Replication code to produce High Resolution Electricity Access data

License

Notifications You must be signed in to change notification settings

datapartnership/HREA

 
 

Folders and files

NameName
Last commit message
Last commit date

Latest commit

 

History

5 Commits
 
 
 
 
 
 
 
 

Repository files navigation

HREA

Replication code to produce High Resolution Electricity Access indicators.

About

The High Resolution Electricity Access (HREA) project led by University of Michigan Professor Brian Min aims to provide open access time series indicators of electricity access and reliability across the world. Electrification metrics are computed via statistical methods utilizing multiple geospatial data sets and nighttime satellite imagery. For details on the methodology, please read our paper and the accompanying supplemental information published in Joule.

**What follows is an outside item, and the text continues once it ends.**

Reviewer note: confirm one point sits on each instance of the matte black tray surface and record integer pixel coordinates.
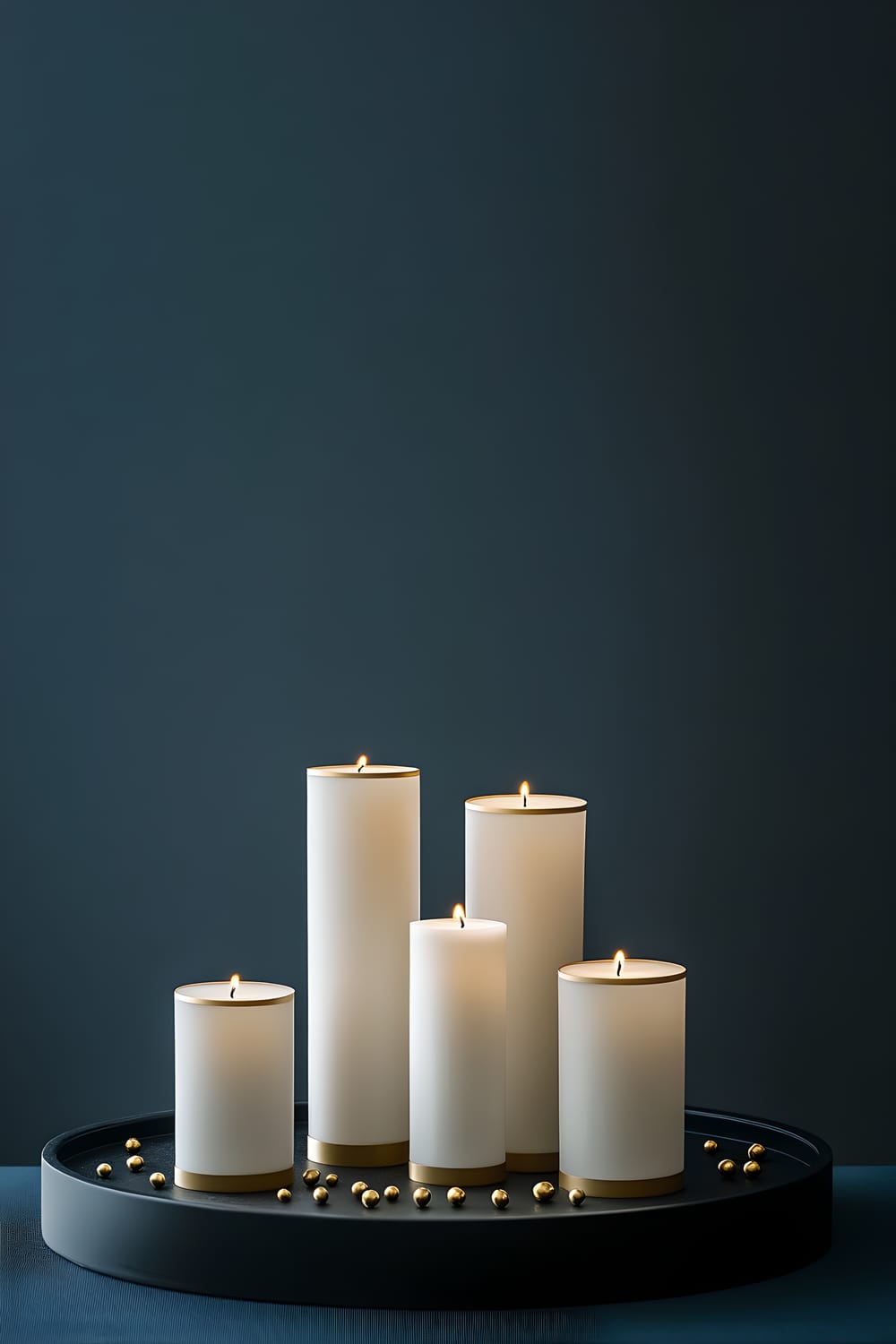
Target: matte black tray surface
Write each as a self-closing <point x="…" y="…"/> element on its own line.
<point x="712" y="1234"/>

For the most up-to-date information, please see the HREA project website.

Description

This GitHub repository contains code to recreate HREA output from publicly available inputs. HREA leverages nighttime satellite imagery publicly available on AWS through the Light Every Night (LEN), a partnership between the National Oceanic and Atmospheric Administration (NOAA), World Bank, and University of Michigan. One can learn more about the LEN repository here. The HREA data introduced in "Lost in the Dark: A Survey of Energy Poverty from Space" utilizes orbital strip data from the Suomi National Polar-orbiting Partnership (SNPP) Visible Infrared Imaging Radiometer Suite (VIIRS) Day/Night Band (DNB) and associated metadata.

HREA data were generated using R. All core functions appear in the order in which they must be run in R/HREA_functions.R. Comments in this file describe each function, the requisite inputs, and the output each generates.

Preparation Steps

To generate HREA, one must install the following packages like so:

install.packages(c('data.table', 'terra', 'geodata', 'MODISTools', 'stackoverflow', 'lme4'))

The geospatial packages may require additional installation and setup to work. In addition, the multicore functionality of data.table may require additional setup for macOS users.

The code available here depends on auxiliary data. In particular, one must download the following:

  • HREA_vflag_ints.rds: Vector of VIIRS flags indicating high-quality data. Specify local filepath with good_vflag_path.
  • HREA_place_lookup.csv: Table of places with HREA data containing information about the country (country_iso3), COG identifier (cog_id), and settlement layer (set_layer). Specify local filepath with cog_lookup_path.
  • land_cover_best_alt_type.rds: Table of land cover types matched to others ranked by albedo similarity. Specify local filepath with LC_sub_path.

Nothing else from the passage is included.